All in all, this is a game that has a lot of potential, but has suffered from a number of telling issues. Firstly, it was obviously not properly stress-tested and optimised. The fact there was already a “Day 1 Patch” before the game even ships out says it all. I mean, if they knew it was broken, why couldn't they wait a day and give us a fixed, or in the very least, a slightly less bugged game?
Secondly, it suffered from being “streamlined” (read, watered down) where it didn't need to be, in some cases making certain elements of gameplay – such as city management, actually stranger and less intuitive than the traditional building tree with unit cards and so on would have been. Another example is the maximum number of armies (and generals!) you can have, and the fact you can’t move units between armies, which is extremely annoying, and just uncalled for. Why make changes to gameplay elements that nobody wanted to see “fixed”? Surely there are better ways to discourage stack-spamming by the AI than handcuffing the player?

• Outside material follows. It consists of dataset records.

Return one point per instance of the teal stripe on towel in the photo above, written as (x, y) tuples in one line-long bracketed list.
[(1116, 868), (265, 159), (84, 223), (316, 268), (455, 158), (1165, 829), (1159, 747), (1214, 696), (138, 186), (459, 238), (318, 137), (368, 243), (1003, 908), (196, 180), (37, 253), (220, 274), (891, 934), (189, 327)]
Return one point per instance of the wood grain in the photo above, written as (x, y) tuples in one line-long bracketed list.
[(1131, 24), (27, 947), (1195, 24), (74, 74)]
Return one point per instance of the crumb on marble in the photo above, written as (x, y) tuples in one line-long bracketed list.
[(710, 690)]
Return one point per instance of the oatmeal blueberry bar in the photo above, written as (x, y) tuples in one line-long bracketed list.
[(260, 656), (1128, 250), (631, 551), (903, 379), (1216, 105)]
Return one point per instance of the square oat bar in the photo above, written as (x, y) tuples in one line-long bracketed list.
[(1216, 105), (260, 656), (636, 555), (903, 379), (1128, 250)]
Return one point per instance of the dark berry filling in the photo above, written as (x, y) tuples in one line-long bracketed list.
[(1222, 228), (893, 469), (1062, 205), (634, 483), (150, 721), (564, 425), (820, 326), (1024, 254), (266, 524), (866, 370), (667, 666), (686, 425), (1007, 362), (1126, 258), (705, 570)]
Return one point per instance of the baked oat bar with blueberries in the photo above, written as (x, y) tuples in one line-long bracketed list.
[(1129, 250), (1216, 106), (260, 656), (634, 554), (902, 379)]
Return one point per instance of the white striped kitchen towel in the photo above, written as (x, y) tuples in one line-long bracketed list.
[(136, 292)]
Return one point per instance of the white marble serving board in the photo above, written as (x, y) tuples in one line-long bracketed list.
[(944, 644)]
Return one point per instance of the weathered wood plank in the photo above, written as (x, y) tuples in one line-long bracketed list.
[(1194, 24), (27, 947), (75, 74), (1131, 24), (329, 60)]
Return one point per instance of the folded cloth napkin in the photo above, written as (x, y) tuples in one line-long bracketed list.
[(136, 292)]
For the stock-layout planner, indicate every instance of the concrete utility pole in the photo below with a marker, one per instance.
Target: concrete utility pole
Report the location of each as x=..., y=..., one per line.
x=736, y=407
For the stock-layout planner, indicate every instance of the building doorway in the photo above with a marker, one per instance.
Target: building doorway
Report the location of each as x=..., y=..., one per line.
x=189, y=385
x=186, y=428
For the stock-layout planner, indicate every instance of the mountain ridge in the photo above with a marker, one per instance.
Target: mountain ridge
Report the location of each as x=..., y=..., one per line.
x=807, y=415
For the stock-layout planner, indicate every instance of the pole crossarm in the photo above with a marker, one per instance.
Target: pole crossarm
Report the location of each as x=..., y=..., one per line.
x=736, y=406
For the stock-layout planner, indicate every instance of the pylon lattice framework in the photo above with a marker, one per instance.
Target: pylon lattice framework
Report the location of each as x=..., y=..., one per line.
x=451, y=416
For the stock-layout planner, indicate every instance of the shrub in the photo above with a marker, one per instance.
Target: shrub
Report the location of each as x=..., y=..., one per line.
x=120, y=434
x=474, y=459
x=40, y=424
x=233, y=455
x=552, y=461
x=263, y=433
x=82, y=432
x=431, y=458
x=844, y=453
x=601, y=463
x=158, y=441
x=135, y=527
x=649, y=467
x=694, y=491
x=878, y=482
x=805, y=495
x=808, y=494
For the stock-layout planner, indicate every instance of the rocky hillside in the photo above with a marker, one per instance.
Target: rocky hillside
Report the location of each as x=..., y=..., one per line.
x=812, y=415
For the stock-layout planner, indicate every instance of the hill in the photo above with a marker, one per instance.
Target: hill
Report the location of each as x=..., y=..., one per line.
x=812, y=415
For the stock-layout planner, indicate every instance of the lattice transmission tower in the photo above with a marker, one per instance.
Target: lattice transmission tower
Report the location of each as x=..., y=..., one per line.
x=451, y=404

In conclusion, I’d give it a 5/10. I wanted to say 6/10, but that would be being generous. Right now, that's rightly what it deserves. Come a few fixes, that rating could arguably be raised, and I would have no compunctions about doing so. But this is part of the problem. What annoys me most about the game isn't that it has issues, or has taken a direction I disagree with, it’s that we were sold (and in some cases pre-sold) a product they knew was, in many ways, broken (mostly graphically) and which they should have spent a lot longer making compatible with people’s rigs. The entire point of having a machine that surpasses the recommended requirements of the game is being able to enjoy it – that’s why we pay through the nose for it. In itself, there's a certain element of moral, if not financial, dishonesty going on here, which is why I rate it as it is. The least you can do is try and deliver a product that lives up to your own system specs, before you even try and tackle the actual gameplay bugs. So please, with the next title, if not for the customers then please - at the very least, think of the AI.